The red/ionfrared mix was chosen because there is no chance that the detector would pick up any infrared photons afterwards (which wouuld put a questionmark on the results, since the scientists could then, in theory have been capturing stray infrared photons that directly interacted with the image)

They could as well have used blue and x-rays with an object that interacts with one of these wavelengths and a detector sensitive to only the other.

The particular mix (red/infrared) isn't important.
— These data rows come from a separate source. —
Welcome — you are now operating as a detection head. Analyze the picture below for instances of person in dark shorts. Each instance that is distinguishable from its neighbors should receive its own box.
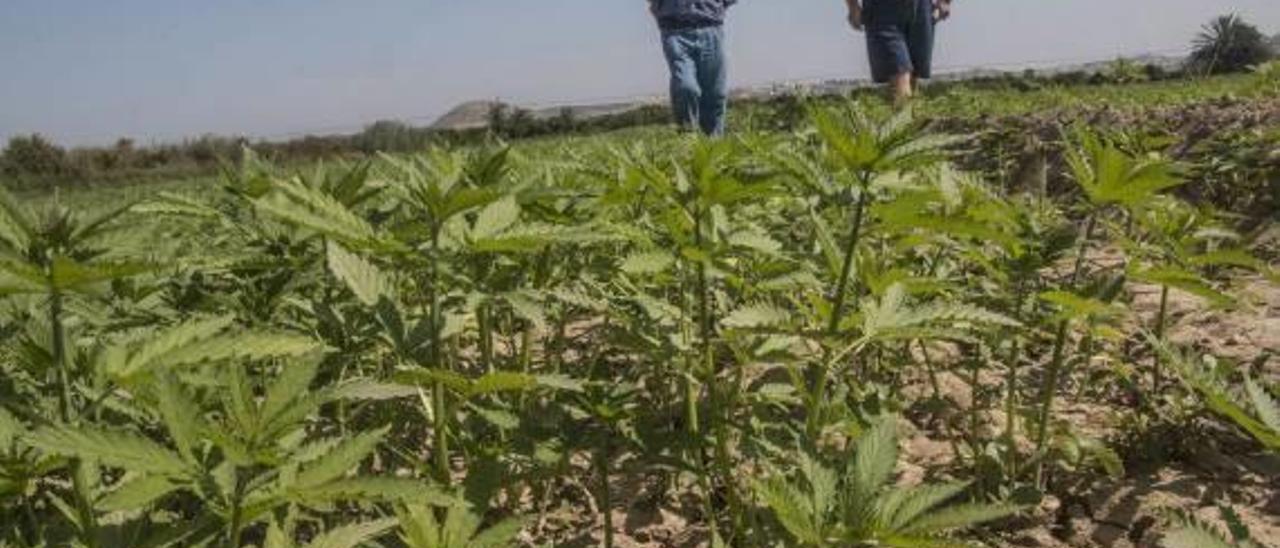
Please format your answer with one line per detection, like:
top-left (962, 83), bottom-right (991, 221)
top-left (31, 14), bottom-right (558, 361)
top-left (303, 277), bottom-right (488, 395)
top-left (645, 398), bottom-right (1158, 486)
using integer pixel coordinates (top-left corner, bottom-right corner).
top-left (845, 0), bottom-right (951, 104)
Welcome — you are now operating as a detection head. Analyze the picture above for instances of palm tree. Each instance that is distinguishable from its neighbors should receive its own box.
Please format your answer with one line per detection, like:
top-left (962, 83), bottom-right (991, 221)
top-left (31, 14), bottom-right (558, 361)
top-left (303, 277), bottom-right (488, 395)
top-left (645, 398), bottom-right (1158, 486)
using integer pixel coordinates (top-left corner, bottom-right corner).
top-left (1188, 14), bottom-right (1274, 74)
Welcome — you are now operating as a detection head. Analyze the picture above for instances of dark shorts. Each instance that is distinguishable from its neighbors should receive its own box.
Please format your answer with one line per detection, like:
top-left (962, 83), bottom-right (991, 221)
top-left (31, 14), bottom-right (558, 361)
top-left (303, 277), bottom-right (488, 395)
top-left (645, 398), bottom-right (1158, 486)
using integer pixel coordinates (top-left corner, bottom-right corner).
top-left (863, 0), bottom-right (933, 83)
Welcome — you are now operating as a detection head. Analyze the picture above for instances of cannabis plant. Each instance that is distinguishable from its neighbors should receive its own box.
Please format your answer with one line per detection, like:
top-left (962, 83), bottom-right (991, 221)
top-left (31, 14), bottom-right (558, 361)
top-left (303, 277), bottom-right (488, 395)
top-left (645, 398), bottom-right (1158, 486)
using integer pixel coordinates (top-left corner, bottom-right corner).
top-left (755, 417), bottom-right (1019, 547)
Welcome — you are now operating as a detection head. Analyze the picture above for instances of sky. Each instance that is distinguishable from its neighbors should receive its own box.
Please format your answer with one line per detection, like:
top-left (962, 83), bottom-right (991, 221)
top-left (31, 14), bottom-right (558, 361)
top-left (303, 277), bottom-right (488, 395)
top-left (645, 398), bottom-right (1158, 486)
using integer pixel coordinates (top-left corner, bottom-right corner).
top-left (0, 0), bottom-right (1280, 146)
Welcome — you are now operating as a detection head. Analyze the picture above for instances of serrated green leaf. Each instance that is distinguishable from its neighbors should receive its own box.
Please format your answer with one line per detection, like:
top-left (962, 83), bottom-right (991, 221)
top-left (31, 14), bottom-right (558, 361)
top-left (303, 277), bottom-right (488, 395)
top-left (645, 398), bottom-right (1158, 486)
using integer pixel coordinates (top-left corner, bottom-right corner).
top-left (618, 251), bottom-right (676, 275)
top-left (721, 303), bottom-right (791, 329)
top-left (296, 426), bottom-right (390, 489)
top-left (97, 476), bottom-right (182, 512)
top-left (328, 242), bottom-right (392, 306)
top-left (291, 476), bottom-right (461, 507)
top-left (26, 426), bottom-right (189, 478)
top-left (471, 196), bottom-right (520, 239)
top-left (307, 519), bottom-right (396, 548)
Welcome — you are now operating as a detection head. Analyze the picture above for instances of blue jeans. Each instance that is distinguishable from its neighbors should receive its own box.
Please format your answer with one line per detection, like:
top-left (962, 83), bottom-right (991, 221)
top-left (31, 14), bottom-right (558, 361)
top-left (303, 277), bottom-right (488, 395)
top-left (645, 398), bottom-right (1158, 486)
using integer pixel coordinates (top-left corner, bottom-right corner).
top-left (662, 27), bottom-right (728, 137)
top-left (863, 0), bottom-right (934, 83)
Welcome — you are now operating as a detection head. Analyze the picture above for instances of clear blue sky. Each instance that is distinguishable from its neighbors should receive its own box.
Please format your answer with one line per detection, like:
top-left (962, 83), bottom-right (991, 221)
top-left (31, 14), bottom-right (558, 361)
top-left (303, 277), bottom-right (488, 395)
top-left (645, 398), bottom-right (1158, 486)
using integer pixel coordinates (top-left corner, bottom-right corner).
top-left (0, 0), bottom-right (1280, 145)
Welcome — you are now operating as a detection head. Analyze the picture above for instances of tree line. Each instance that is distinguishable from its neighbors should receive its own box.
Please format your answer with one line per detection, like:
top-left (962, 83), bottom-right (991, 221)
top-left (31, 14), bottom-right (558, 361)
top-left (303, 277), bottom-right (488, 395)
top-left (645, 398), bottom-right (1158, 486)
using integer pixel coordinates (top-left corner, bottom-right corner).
top-left (0, 15), bottom-right (1280, 189)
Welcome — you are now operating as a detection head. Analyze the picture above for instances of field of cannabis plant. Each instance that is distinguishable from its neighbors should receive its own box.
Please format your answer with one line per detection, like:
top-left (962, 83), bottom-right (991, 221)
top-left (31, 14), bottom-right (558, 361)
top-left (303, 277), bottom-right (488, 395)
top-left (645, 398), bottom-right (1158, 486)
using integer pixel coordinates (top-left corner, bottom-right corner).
top-left (0, 88), bottom-right (1280, 548)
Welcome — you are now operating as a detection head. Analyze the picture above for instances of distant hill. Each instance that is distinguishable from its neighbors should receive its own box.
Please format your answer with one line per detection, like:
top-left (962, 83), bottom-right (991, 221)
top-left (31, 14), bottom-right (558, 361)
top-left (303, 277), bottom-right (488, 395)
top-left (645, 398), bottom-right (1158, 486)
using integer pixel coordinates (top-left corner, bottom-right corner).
top-left (431, 52), bottom-right (1187, 129)
top-left (431, 101), bottom-right (506, 129)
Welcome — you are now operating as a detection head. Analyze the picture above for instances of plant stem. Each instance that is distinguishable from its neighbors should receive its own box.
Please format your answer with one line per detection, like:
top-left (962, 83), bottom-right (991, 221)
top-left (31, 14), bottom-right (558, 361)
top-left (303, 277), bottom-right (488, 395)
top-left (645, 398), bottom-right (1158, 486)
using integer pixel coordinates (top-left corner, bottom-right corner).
top-left (227, 469), bottom-right (246, 548)
top-left (1005, 278), bottom-right (1025, 488)
top-left (430, 227), bottom-right (452, 485)
top-left (1152, 286), bottom-right (1169, 398)
top-left (1036, 214), bottom-right (1098, 487)
top-left (595, 434), bottom-right (613, 548)
top-left (49, 291), bottom-right (72, 425)
top-left (49, 289), bottom-right (97, 548)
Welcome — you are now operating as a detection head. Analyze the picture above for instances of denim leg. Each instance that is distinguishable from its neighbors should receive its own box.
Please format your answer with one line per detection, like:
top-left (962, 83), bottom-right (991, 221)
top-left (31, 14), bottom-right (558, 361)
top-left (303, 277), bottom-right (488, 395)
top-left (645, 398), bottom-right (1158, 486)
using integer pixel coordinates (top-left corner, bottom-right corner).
top-left (662, 32), bottom-right (703, 129)
top-left (698, 27), bottom-right (728, 137)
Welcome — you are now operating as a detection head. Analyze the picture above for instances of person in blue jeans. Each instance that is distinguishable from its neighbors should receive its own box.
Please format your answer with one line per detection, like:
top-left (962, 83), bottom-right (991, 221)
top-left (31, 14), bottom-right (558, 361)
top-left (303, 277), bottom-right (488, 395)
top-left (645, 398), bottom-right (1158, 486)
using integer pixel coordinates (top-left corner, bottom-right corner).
top-left (649, 0), bottom-right (737, 137)
top-left (845, 0), bottom-right (951, 104)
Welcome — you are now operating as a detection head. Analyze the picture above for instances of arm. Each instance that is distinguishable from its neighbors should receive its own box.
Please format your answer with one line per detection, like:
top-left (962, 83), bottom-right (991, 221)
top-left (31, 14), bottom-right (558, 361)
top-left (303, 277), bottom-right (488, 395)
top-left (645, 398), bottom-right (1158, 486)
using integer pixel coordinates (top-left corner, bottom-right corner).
top-left (845, 0), bottom-right (863, 32)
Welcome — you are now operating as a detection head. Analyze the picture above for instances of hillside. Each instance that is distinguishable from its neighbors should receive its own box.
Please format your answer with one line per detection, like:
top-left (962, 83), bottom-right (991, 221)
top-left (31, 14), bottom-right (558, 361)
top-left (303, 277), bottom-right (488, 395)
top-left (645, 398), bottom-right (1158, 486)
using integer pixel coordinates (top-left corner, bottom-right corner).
top-left (431, 100), bottom-right (653, 129)
top-left (431, 101), bottom-right (503, 129)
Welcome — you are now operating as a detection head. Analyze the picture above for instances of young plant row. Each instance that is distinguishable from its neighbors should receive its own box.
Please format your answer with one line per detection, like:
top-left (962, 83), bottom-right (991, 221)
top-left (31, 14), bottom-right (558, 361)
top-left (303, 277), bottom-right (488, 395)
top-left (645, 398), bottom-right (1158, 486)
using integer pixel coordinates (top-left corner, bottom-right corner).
top-left (0, 105), bottom-right (1277, 548)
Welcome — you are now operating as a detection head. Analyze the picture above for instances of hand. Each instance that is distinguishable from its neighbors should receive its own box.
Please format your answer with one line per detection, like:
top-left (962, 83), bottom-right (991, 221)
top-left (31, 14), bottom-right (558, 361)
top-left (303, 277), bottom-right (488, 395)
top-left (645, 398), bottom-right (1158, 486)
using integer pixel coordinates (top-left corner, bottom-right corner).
top-left (849, 8), bottom-right (864, 32)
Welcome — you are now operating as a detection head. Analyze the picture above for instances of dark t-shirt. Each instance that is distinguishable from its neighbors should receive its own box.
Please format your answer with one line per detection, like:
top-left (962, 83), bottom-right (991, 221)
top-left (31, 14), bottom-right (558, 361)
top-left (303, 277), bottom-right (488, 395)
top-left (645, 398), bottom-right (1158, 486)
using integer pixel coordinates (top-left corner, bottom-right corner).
top-left (650, 0), bottom-right (737, 29)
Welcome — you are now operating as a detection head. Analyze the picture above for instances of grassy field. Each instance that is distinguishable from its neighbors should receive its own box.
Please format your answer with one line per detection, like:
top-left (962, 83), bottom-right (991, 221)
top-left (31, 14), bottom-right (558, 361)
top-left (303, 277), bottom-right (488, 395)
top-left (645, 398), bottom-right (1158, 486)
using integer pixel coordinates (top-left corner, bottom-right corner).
top-left (0, 76), bottom-right (1280, 548)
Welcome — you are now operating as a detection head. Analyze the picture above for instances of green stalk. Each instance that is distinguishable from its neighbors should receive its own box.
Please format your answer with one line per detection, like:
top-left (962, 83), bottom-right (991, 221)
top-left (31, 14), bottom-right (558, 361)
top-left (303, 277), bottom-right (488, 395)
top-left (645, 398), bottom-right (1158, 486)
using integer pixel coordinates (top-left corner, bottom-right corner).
top-left (805, 174), bottom-right (870, 440)
top-left (1005, 279), bottom-right (1025, 488)
top-left (595, 433), bottom-right (613, 548)
top-left (227, 469), bottom-right (246, 548)
top-left (49, 289), bottom-right (72, 425)
top-left (969, 350), bottom-right (982, 456)
top-left (694, 204), bottom-right (733, 529)
top-left (1036, 214), bottom-right (1097, 484)
top-left (49, 289), bottom-right (97, 548)
top-left (430, 227), bottom-right (452, 485)
top-left (476, 303), bottom-right (493, 373)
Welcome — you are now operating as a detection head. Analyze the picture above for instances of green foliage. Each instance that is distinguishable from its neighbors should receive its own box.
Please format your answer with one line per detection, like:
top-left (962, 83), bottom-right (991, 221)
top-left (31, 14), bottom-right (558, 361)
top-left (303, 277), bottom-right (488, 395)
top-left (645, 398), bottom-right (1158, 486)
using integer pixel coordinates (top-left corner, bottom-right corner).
top-left (1153, 341), bottom-right (1280, 452)
top-left (1161, 506), bottom-right (1262, 548)
top-left (1188, 14), bottom-right (1275, 74)
top-left (755, 419), bottom-right (1020, 547)
top-left (0, 99), bottom-right (1280, 547)
top-left (396, 504), bottom-right (524, 548)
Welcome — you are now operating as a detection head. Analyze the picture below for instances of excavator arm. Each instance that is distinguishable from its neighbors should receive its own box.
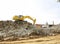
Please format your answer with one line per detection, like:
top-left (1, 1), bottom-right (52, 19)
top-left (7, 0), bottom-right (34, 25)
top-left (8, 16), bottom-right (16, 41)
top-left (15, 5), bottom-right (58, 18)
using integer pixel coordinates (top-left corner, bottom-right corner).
top-left (13, 16), bottom-right (36, 24)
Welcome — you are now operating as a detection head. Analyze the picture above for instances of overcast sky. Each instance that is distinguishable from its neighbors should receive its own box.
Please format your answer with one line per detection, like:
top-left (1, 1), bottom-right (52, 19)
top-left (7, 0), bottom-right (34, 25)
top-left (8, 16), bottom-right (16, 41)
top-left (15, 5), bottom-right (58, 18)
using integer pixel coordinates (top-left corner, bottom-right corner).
top-left (0, 0), bottom-right (60, 24)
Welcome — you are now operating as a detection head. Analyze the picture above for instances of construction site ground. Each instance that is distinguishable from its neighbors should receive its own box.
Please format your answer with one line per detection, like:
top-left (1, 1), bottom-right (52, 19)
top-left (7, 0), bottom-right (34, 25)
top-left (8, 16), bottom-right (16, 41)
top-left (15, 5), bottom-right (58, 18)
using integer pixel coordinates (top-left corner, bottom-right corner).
top-left (0, 34), bottom-right (60, 44)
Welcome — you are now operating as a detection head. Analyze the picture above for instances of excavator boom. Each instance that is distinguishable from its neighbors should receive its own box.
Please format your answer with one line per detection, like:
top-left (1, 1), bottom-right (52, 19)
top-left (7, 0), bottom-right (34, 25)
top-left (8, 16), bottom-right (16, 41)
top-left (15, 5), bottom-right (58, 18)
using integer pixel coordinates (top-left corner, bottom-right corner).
top-left (13, 15), bottom-right (36, 24)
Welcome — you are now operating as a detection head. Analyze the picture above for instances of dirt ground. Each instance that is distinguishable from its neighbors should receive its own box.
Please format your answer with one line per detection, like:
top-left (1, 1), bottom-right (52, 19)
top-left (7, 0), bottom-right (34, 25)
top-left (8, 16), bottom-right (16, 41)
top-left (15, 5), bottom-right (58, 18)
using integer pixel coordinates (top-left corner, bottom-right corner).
top-left (0, 34), bottom-right (60, 44)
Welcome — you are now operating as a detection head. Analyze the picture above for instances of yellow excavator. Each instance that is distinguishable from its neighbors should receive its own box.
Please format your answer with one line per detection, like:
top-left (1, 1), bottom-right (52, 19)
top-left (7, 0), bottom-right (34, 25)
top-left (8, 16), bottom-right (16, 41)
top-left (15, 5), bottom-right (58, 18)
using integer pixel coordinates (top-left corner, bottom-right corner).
top-left (13, 15), bottom-right (36, 24)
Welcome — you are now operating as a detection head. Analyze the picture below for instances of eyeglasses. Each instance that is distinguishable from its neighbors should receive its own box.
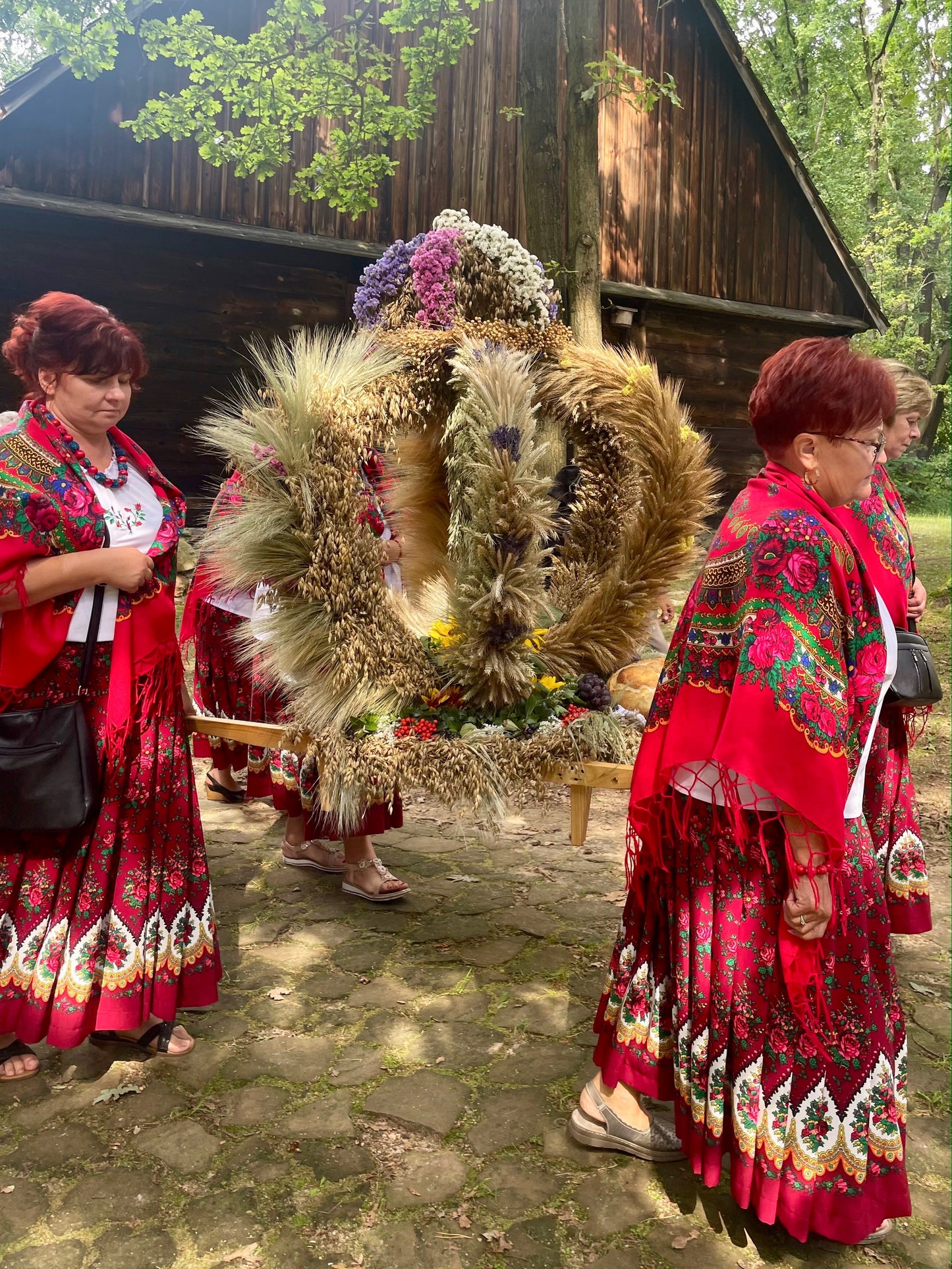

What's important is that they are of different energies. (well, not even that is important: they could have used different polarisations with a detector selective for only one type of polarisation and get the same result).

It's just that red/infrared is an easier experimental setup, that's all.
antialias_physorg
3.7 / 5 (3) Sep 01, 2014
I didn't vote anybody here, myself the less

...Yeah. suddenly you get upvotes by people who haven't ever made any posts and all registered on the same day within 3 minutes of each other.

Very suble, that. Loser.
russell_russell
not rated yet Sep 01, 2014
De-coherence takes place with the detection (measure) of red photons from the recombined identical second split beam in the experiment.

Quantum photography has potential...to defeat cloaking.